Here is what Cash McCall in the US said a couple of hours ago. Who is Cash McCall? I don't know but he's not very optimistic....
I am an inveterate bull generally but in the last year, following the Tepper strategy, 70% of hedge funds lost money. The reason is that there is no good news. Earnings have been boosted by buybacks, cash hoards are used for nothing. US wages are still declining. 30% of all mortgages are underwater. Unemployment number is a farce based on filers only. What you need to do is take a drive around your towns and look at all the businesses out of business and commercial property up for sale or lease. Small business is flat. Banks can't make money. The foreclosure mess is a logjam, and the debt grows by the minute. Obama is a shambles, the Republicans are in shambles and the debt grows by the minute.
We have never had a recession that has been going on this long. We have been in a contraction for the last ten years. We have gone through all the candy float and now there is no more. Bernanke has no more tools except gab and nobody is believing it.
There is nothing here to propel stocks or risk higher. Apple is a great example. They have 97 billion stockpiled and they are totally risk adverse. They are literally paying for their bond holding privilege. How long can any of this go on before S&P and Fitch downgrade the US on the basis of unsustainable debt. Its coming.
The Dow at 8000 may be a bit extreme but a fast 25% drop is very possible and the potential for a second recession has jumped to about 60%. Extreme caution and a solid bear strategy is in order. You can never hurt yourself to keep a little extra cash on hand. I hedge and I tend to flatten my risk. I will still make money if the markets rise but the downside potential is greater and traditionally the plunges extreme. Hedge funds are on the sidelines due to exhaustion. These are treacherous markets.
The danger is understated and I will simply list my reasons.
1) low low low volume precedes low low markets
2) Greece asked for 70% haircut on bonds. They will now default.
3) Obama state of union was hard left turn, a disaster
4) Republican party leadership collapsing; Romney will not win nomination.

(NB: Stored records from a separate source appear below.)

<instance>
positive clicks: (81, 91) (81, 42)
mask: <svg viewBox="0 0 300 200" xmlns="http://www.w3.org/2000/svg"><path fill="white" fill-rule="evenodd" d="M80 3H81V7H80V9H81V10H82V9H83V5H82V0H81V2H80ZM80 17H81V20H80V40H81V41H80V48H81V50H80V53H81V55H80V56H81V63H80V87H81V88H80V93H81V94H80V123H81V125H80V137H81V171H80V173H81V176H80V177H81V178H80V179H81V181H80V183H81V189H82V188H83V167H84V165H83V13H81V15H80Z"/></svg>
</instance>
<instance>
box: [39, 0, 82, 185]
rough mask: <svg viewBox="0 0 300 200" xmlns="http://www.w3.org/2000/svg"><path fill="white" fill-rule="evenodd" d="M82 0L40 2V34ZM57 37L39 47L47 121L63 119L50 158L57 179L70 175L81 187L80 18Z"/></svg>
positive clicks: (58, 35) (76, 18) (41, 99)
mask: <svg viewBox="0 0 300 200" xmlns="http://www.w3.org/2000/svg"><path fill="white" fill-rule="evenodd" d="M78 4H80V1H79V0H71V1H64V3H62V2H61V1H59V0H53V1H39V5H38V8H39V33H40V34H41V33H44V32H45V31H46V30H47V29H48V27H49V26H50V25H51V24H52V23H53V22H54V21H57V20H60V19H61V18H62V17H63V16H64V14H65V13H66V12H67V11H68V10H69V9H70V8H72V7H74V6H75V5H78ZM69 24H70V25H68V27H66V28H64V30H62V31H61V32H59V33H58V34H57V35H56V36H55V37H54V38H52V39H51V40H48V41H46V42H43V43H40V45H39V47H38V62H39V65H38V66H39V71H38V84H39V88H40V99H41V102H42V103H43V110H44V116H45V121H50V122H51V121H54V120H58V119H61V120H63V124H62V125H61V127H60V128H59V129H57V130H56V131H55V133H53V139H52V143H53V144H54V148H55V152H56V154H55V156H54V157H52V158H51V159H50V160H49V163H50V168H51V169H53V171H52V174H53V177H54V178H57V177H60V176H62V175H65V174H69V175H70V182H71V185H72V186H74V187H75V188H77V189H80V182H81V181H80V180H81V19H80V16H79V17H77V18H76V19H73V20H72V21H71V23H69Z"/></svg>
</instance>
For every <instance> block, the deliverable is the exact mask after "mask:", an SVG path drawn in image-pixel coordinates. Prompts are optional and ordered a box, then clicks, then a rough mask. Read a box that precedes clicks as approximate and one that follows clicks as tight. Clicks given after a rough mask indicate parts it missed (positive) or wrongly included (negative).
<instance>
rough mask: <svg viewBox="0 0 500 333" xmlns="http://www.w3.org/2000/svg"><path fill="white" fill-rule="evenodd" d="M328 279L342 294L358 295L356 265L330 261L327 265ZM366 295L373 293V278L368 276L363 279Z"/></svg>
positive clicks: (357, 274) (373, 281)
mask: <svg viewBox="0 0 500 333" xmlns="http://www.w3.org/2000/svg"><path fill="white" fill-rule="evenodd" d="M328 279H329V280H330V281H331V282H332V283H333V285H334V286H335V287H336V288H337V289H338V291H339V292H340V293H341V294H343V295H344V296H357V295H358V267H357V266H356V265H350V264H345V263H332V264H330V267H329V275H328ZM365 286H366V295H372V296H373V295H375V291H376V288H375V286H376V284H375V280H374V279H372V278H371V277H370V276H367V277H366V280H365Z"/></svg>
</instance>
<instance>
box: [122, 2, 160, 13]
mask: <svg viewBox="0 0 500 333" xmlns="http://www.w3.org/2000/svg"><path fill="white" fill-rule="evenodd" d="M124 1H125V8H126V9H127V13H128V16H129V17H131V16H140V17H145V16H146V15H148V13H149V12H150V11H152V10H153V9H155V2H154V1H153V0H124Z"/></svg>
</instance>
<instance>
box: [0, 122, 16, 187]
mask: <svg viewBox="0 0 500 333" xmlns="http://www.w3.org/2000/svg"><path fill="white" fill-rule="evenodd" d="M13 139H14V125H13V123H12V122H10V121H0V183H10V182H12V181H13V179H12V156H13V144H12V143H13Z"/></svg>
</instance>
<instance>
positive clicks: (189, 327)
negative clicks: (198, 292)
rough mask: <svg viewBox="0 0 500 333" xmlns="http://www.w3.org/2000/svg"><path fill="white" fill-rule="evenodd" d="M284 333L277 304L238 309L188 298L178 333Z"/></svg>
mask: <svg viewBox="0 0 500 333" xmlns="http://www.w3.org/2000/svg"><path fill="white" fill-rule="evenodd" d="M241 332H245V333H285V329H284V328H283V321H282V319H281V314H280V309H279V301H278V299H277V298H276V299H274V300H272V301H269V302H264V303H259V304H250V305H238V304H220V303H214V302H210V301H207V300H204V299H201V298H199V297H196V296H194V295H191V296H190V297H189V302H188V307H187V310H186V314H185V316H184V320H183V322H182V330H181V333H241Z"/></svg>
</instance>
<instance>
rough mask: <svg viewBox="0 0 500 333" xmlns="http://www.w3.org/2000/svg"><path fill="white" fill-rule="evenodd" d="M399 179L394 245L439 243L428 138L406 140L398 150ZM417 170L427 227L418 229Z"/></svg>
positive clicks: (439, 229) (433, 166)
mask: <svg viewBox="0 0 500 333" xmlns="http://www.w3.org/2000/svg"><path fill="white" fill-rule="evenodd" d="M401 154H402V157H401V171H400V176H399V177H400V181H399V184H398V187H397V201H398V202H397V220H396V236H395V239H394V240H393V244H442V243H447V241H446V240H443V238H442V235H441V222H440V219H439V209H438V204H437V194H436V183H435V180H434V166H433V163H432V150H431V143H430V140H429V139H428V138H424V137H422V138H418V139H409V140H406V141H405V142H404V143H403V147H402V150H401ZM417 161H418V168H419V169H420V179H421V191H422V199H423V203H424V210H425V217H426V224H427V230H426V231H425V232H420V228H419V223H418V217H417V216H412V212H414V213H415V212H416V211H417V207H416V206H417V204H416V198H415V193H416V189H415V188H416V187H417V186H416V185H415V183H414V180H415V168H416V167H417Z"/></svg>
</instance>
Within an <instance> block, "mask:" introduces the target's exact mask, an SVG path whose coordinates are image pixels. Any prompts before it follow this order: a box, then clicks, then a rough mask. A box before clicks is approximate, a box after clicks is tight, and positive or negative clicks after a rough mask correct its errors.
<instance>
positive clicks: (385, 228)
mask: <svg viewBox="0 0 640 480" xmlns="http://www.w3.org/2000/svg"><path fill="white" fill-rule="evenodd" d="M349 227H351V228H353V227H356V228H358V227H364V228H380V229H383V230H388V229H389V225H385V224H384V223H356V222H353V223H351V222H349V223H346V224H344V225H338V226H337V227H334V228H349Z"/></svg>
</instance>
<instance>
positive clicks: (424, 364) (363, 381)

5) East coast refineries shutting down, Keystone blocked, deep gulf blocked gas to $5 gal will demolsih the consumer
6) Bernanke's endless zero interest policy rolled out to 2014. This is a disaster for fixed income in elderly retired and puts more pressure on soc sec and gov debt.
7) Gov debt will be 18 trillion or more by the election.
8) Hedge funds on the sidelines. The tepper trade is no more.
9) Vix with low volume portends a crash.
10) earnings while reasonably good can't be sustained. China has renegotiated all their materials contracts and shipping contracts. They are pulling in the horns and tightening up. Without Asia, there is no growth.
11) While the fed money is cheap, banks can't afford to lend. Goldman is speculating with its fed money by running up the oil futures. Small business and mortgages are in a credit crisis. There simply isn't any ability to increase the float and not swamp the economy more.
12) Corps like Apple have completely mismanaged their cash. They have 97 billion dollars losing money in the bond markets. FDIC rules only ensure bank accounts for 250K so now we have miles and miles of these corps packed into the bond markets collecting interest at below the rate of inflation. The gov debt grows and the capital never gets used for economic activity.
In short, there is no good news here and deep reasons to have a lot of fear of a significant market collapse. The Bear is still with us and has grown very large claws over the last month. There isn't even one good contrarian argument available. Hedges are on the sidelines this time so they aren't providing a downside cushion. Buffett is going to be in trouble with is derivatives. This thing could snap hard to the basement.